I have a timer which is producing output that is not what I expect. The code I am using goes like this. Basically, I create a timer, run the kernel, output the timer value, copy the results back to the host, and output the timer value again.
[codebox]//start a timer
printf(“\nStarting Kernel Now…\n”);
cutilCheckError(cutCreateTimer(&timer));
cutilCheckError(cutStartTimer(timer));
//run the kernel
invokeKernel<<<grid, threads>>>( …parameters… );
//output the amount of time elapsed so far
printf( “\nKernel Done. Execution time: %f (ms)\n”, cutGetTimerValue( timer));
// Copy the output back to main memory
printf( “\nGetting Output from GPU.\n”);
cutilSafeCall(cudaMemcpy(…, …, …, cudaMemcpyDeviceToHost));
//output the amount of time elapsed so far
cutilCheckError( cutStopTimer( timer));
printf( “\nTransfer done. Total time: %f (ms)\n”, cutGetTimerValue( timer));[/codebox]
In my application, the kernel is slow. I expect it to take about 30 seconds to complete. The output data is small (2 mb). However, when I run my application, the first timer output is something like 0.05 ms, and the second output is about 30 seconds.

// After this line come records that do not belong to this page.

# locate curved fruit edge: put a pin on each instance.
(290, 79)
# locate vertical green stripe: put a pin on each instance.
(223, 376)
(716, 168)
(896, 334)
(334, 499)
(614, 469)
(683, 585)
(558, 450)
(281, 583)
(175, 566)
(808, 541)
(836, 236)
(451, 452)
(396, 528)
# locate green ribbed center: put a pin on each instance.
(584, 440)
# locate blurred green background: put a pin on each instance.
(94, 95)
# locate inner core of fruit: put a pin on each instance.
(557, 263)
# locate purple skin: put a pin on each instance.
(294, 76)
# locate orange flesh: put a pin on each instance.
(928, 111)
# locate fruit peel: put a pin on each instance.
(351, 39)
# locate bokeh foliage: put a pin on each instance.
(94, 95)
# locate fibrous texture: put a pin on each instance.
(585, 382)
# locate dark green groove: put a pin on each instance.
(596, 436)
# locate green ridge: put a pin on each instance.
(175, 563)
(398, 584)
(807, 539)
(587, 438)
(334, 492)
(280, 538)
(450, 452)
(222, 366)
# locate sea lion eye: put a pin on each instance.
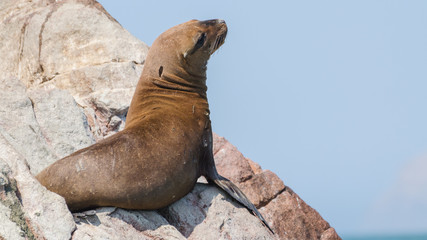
(200, 41)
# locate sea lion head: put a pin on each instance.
(180, 54)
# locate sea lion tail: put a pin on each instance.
(237, 194)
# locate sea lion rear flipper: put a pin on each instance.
(211, 174)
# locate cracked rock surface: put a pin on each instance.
(68, 74)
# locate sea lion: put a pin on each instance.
(166, 144)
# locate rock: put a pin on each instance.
(288, 215)
(28, 204)
(68, 74)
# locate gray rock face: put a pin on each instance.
(68, 74)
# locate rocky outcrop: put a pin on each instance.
(68, 74)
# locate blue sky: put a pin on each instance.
(330, 95)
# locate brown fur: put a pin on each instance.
(167, 142)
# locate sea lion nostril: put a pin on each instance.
(211, 22)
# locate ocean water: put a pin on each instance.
(389, 237)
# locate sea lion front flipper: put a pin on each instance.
(211, 174)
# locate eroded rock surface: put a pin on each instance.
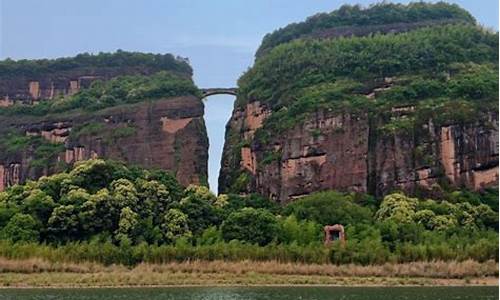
(169, 134)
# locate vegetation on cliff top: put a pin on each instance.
(447, 74)
(378, 14)
(109, 213)
(120, 59)
(113, 92)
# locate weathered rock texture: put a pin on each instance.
(168, 134)
(29, 89)
(346, 152)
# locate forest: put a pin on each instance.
(89, 62)
(357, 16)
(107, 212)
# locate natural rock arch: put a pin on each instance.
(218, 91)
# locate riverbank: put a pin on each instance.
(40, 273)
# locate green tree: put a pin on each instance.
(21, 228)
(255, 226)
(327, 208)
(128, 225)
(64, 223)
(175, 226)
(397, 207)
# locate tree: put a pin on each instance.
(397, 207)
(154, 199)
(128, 225)
(198, 205)
(93, 174)
(255, 226)
(175, 226)
(124, 193)
(21, 228)
(39, 204)
(64, 223)
(327, 208)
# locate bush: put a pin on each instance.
(255, 226)
(328, 208)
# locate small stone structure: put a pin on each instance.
(334, 233)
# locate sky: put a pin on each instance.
(218, 36)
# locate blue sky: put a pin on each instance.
(218, 36)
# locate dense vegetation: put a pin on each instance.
(44, 153)
(87, 62)
(378, 14)
(107, 212)
(116, 91)
(447, 74)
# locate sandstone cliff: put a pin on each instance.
(168, 134)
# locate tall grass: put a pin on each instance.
(314, 253)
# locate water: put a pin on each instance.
(256, 293)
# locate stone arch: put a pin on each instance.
(218, 91)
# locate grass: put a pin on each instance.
(41, 273)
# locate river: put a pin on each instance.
(256, 293)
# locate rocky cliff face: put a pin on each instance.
(32, 89)
(168, 134)
(345, 152)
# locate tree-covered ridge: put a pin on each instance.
(130, 213)
(277, 77)
(116, 91)
(357, 16)
(449, 73)
(90, 62)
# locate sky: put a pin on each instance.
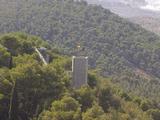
(153, 5)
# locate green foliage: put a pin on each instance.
(65, 109)
(4, 57)
(94, 113)
(155, 113)
(85, 96)
(114, 45)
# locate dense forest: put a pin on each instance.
(126, 54)
(116, 47)
(31, 90)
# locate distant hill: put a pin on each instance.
(115, 46)
(146, 18)
(150, 23)
(29, 89)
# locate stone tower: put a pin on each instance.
(79, 71)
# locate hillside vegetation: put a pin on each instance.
(31, 90)
(117, 48)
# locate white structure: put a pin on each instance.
(79, 71)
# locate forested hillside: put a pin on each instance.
(117, 48)
(31, 90)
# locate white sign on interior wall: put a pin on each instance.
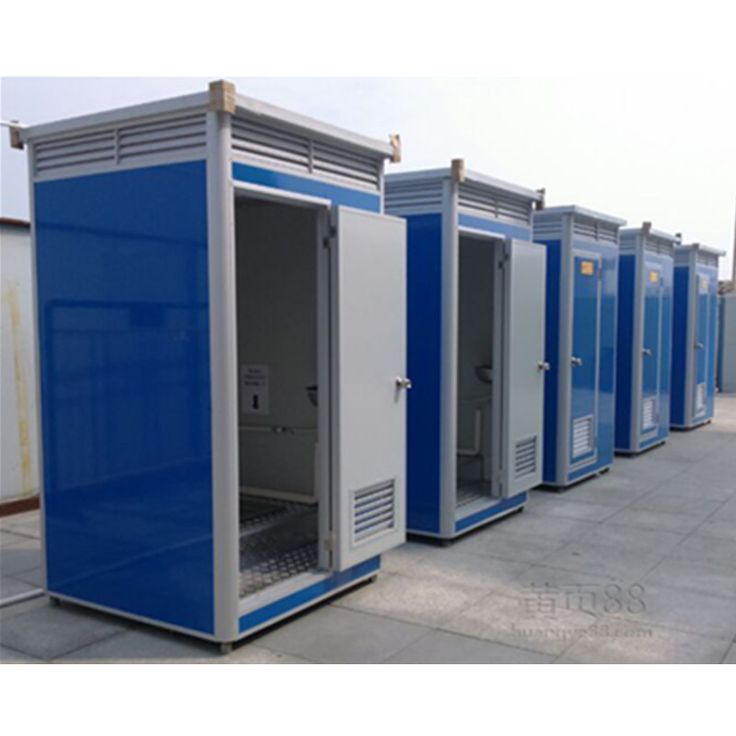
(254, 388)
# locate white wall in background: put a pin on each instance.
(19, 438)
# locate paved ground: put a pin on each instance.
(638, 565)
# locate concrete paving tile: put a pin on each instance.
(538, 526)
(517, 622)
(10, 656)
(509, 547)
(10, 587)
(604, 560)
(157, 646)
(685, 610)
(400, 559)
(18, 608)
(612, 641)
(426, 602)
(665, 520)
(32, 577)
(50, 632)
(690, 486)
(682, 573)
(717, 527)
(695, 507)
(8, 539)
(616, 492)
(727, 512)
(19, 558)
(710, 550)
(253, 654)
(570, 509)
(462, 568)
(339, 635)
(442, 647)
(633, 538)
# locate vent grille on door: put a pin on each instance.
(283, 147)
(525, 457)
(649, 413)
(373, 512)
(582, 436)
(104, 149)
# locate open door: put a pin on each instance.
(702, 347)
(369, 384)
(524, 366)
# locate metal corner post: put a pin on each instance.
(448, 369)
(223, 374)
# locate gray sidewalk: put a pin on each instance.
(638, 565)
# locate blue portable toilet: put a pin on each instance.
(582, 282)
(475, 347)
(644, 352)
(694, 338)
(222, 346)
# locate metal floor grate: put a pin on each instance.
(278, 539)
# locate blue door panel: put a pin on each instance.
(424, 361)
(585, 348)
(125, 391)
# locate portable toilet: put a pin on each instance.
(475, 347)
(694, 335)
(727, 343)
(582, 281)
(644, 351)
(221, 304)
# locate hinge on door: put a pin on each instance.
(330, 237)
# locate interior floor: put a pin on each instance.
(277, 541)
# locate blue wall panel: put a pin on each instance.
(624, 388)
(424, 338)
(679, 345)
(125, 391)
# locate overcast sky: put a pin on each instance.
(652, 149)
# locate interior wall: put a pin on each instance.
(475, 347)
(277, 329)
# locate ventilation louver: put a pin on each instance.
(525, 457)
(582, 436)
(373, 511)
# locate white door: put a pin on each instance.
(369, 384)
(524, 366)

The output of the application is correct. So there is no way my kernel is running in 0.05 ms. Likewise, there is no way it should take 30 seconds to transfer 2 mb of data from the GPU to the host. That leads me to believe I am using the timers incorrectly.
Doe the invokeKernel method return immediately after invoking the kernel, or does it wait for all threads to complete? Any advice in troubleshooting this would be much appreciated.
Thanks,
Bill